Now come on folks, the UK’s overseas service e.g. know good ways to sneak you out of a problem country to a nice safe place in a jiffy.

‘Extraordinary rendition’ it’s called.

link to guardian.co.uk

Derick fae Yell

“For hundreds of years the salt fish trade was in the hands of German merchants of the Hanseatic League. The museum in the Symbister Pier House tells how ships from Hamburg, Bremen and Lubeck sailed to Shetland every summer, bringing seeds, cloth, iron tools, salt, spirits, luxury goods and hard currency. Generations of the same families made the voyage and some merchants are buried in the islands.
zoomThe Hanseatic Booth, Symbister
This picturesque old building, restored with its dock and cargo hoist, was one of two Hanseatic booths, or warehouses, in Whalsay until the Germans were forced out by import duties after the 1707 Treaty of Union between England and Scotland.”
link to visit.shetland.org
“After the Union of Parliaments in 1707, Shetland was ruled from London. The isles’ prosperity for the previous 200 years or so had been based mainly on the trade carried out with the Hanseatic merchants of Germany, mostly in dried whitefish.
 
In 1712, in order to discourage this trade, and to encourage British involvement, the London parliament placed a high duty on imported salt. This in effect ended the Hanseatic trade, throwing Shetland’s economy into crisis.
Many of the prominent local land-owning families went bankrupt, and their estates were bought up by the relatively new class of Shetland merchants. Intending to take up where the Hanseatic merchants had left off, they began to look to their tenants to provide manpower for the fishing trade. This was the origins of what is known as haf fishing, and the development of the fishing tenure system”
link to boltancestry.co.uk
 
 

Galen10

On the subject of embassies, diplomatic representation and a Scottish diplomatic service, I’d make the following observations:

Assuming a relatively amicable negotiated split post a Yes vote in 2014, Scotland would surely be entitled to roughly 9% of all current UK embassies and consulates worldwide by value. Thus we would either inherit a certain number of actual buildings, or be entitled to recover the cash value as part of the negotiations with rUK. I understand that the Czechs and Slovaks did something similar when they split, with for example the Czechs retaining the embassy in Washington DC, and Slovaks taking the UN embassy in NYC. Hardly seems difficult to me. Even if we were to decide to be outside the EU, there is certainly scope to share facilities with other smaller nations like e.g. Norway, Denmark etc.

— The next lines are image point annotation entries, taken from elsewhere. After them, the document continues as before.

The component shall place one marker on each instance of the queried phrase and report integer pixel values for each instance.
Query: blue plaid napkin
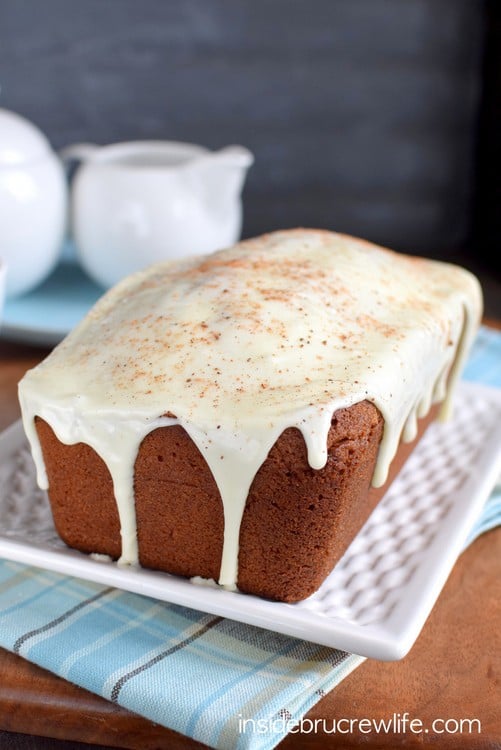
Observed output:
(225, 684)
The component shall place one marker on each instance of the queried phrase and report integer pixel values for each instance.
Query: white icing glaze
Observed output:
(276, 332)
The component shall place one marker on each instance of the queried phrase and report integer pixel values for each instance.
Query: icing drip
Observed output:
(276, 332)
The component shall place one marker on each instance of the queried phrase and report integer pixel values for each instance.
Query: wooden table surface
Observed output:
(452, 672)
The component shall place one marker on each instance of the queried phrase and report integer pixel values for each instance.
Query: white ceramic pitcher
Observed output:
(140, 202)
(33, 203)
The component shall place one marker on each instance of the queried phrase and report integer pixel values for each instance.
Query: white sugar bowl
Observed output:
(33, 203)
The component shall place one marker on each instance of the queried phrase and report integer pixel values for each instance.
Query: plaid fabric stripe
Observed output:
(190, 671)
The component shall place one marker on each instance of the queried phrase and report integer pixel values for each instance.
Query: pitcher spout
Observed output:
(221, 176)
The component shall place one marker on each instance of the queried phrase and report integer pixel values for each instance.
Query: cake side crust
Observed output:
(297, 521)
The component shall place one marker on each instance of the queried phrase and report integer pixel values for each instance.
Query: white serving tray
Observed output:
(378, 597)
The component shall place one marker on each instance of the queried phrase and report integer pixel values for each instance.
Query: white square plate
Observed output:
(379, 595)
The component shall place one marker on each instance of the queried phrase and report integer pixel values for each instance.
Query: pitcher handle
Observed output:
(77, 151)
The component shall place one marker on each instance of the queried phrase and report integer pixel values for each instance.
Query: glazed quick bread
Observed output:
(237, 416)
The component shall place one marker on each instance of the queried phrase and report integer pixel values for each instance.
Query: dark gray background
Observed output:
(362, 114)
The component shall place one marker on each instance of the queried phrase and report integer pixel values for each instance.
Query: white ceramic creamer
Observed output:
(33, 203)
(137, 203)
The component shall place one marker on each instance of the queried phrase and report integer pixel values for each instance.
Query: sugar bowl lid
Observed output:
(20, 140)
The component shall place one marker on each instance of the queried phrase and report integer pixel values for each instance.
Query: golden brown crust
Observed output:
(297, 522)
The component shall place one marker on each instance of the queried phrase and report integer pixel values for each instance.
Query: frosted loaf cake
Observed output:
(231, 416)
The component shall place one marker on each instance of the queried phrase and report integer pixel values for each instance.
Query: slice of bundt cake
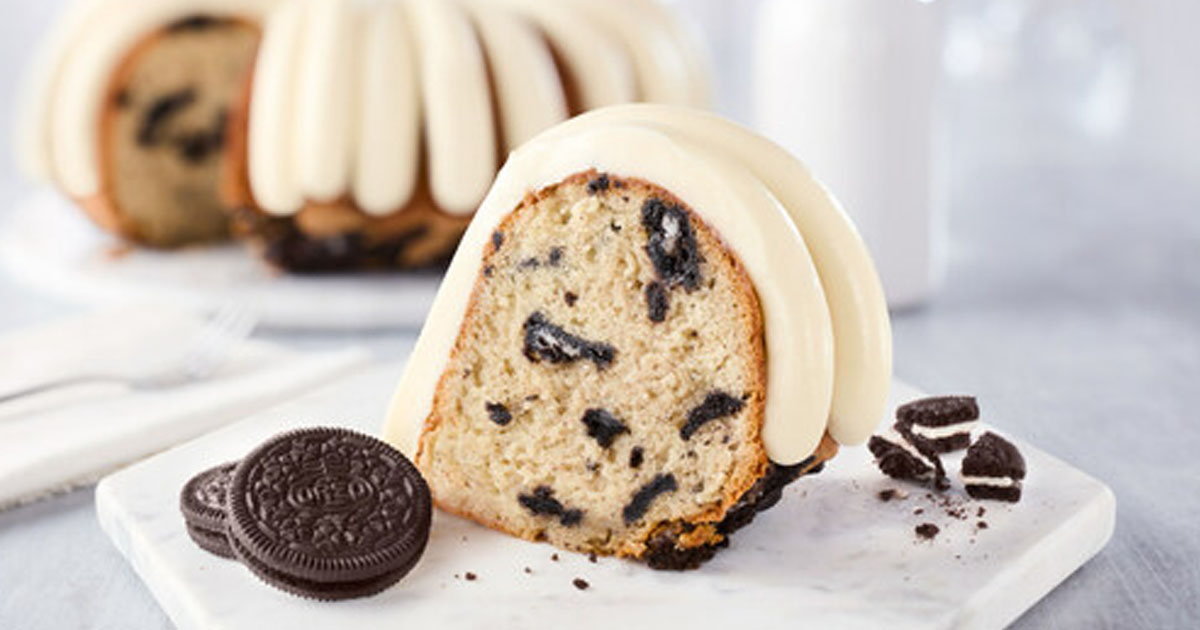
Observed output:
(337, 135)
(633, 352)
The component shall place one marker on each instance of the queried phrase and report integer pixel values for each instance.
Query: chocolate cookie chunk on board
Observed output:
(203, 504)
(328, 514)
(907, 457)
(946, 421)
(994, 469)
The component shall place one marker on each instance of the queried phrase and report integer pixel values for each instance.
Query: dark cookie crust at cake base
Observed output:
(664, 551)
(373, 244)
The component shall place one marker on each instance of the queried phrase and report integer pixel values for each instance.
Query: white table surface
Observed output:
(1072, 309)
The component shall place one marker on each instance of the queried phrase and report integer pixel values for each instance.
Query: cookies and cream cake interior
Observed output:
(345, 115)
(576, 225)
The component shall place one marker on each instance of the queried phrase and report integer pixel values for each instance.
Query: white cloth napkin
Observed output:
(71, 437)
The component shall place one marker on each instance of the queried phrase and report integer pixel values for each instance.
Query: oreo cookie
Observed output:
(328, 514)
(946, 421)
(203, 504)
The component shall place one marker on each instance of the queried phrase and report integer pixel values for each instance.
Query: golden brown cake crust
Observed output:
(701, 532)
(151, 226)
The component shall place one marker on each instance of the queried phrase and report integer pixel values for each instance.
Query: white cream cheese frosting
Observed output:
(64, 97)
(351, 97)
(741, 196)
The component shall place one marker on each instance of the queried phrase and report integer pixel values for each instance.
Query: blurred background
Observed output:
(1027, 172)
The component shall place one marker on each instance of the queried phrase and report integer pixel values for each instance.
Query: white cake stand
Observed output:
(48, 245)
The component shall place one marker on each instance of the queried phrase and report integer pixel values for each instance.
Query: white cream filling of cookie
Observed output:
(719, 171)
(940, 432)
(894, 437)
(993, 481)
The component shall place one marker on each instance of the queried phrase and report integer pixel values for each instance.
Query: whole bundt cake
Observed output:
(333, 133)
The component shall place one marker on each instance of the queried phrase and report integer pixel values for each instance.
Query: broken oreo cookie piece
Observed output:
(672, 245)
(717, 405)
(904, 456)
(994, 469)
(549, 342)
(646, 495)
(543, 503)
(604, 426)
(946, 421)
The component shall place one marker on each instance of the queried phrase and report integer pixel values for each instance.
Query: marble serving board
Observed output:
(48, 245)
(829, 555)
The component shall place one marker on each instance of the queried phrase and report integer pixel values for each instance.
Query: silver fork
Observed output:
(209, 349)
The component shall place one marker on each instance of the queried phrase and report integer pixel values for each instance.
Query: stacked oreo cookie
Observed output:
(930, 427)
(325, 514)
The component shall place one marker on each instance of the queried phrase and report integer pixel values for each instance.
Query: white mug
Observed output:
(851, 87)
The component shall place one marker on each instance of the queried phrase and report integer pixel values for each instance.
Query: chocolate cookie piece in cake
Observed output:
(946, 421)
(904, 456)
(994, 469)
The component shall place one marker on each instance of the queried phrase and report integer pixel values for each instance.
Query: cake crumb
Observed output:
(927, 531)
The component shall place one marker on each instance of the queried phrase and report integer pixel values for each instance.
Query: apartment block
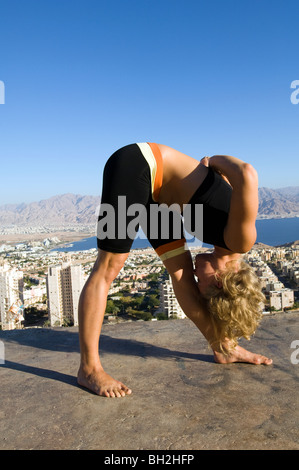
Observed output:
(64, 285)
(281, 299)
(168, 301)
(11, 297)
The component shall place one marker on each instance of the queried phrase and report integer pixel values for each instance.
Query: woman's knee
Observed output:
(108, 265)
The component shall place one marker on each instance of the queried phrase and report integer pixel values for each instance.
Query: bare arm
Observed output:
(240, 232)
(187, 293)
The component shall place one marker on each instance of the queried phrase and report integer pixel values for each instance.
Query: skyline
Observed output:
(83, 78)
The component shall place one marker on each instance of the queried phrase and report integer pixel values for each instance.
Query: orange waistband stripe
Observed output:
(159, 173)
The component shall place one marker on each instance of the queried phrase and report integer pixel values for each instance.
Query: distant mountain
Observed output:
(66, 209)
(279, 202)
(72, 209)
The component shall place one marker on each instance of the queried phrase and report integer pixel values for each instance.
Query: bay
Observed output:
(271, 232)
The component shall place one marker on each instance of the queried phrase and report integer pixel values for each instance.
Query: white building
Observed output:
(64, 285)
(281, 299)
(11, 297)
(168, 301)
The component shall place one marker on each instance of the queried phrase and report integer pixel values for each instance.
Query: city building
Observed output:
(11, 297)
(279, 300)
(64, 285)
(168, 301)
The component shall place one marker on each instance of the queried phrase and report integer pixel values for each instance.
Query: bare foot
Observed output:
(101, 383)
(241, 355)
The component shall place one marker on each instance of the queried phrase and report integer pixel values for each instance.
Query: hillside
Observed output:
(72, 209)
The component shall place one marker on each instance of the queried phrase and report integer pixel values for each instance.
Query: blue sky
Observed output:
(85, 77)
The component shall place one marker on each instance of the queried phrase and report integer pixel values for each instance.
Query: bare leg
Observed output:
(92, 305)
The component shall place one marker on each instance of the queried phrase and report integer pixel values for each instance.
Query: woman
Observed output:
(138, 179)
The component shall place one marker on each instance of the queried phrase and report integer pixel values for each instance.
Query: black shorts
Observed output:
(132, 181)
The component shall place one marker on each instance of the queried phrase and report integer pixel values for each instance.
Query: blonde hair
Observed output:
(236, 307)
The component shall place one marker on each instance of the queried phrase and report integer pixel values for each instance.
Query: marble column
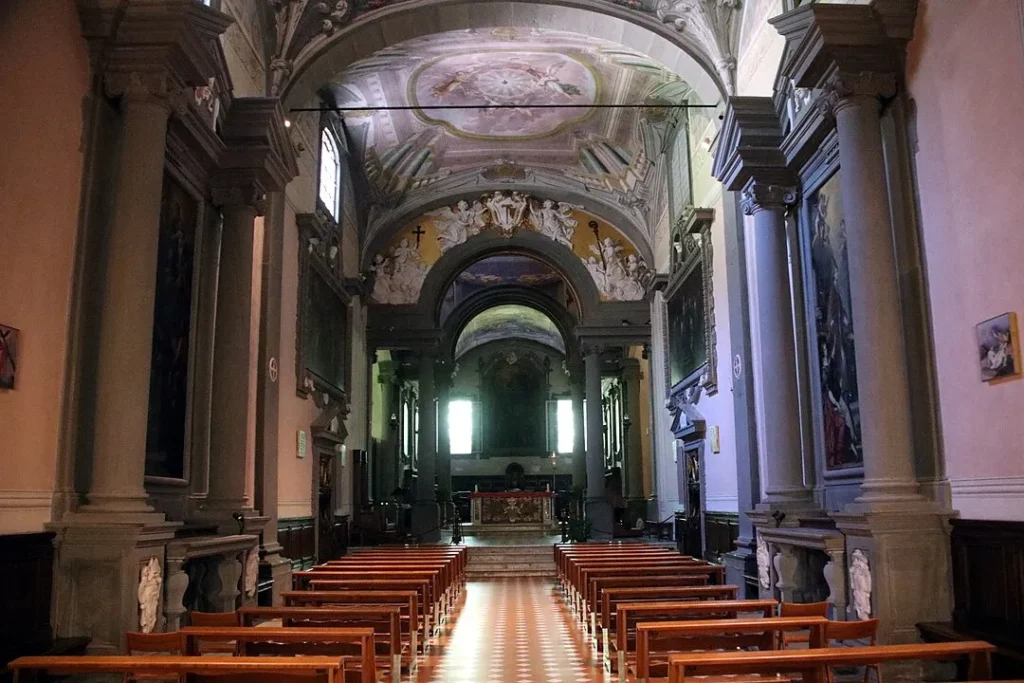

As for a diplomatic service, I have little doubt that some Scots in the current UK service would be happy to pursue careers in the smaller Scottish diplomatic corps, and that there would be nor shortage of qualified applicants within Scotland and in the diaspora. Only a narrow minded unionist drone would think it could be otherwise. (Much the same argument would apply in any number of other areas such as armed forces, civil service etc.).

Why are so many No supporters hung up on such trivia? 

Wullie B

You better watch out,
you better not cry,
You better pay up,
I’m telling you why,
Mr Cameron’s coming to town .

He’s making his cuts,
checking them twice,
He doesn’t think that benefits nice,
Mr Cameron’s coming to town.

He sees where you are sleeping,
He knows if a bedrooms spare,
That empty bed cant hide from him,
He can tell if no one’s there.

And if you’ve any children,
And they number more than two,
You’d better hide the others,
Or he’ll tax you for them too!

He can’t wait for April,
He’s planned who he will curse,
With extra cuts so he can make Next years Christmas even worse.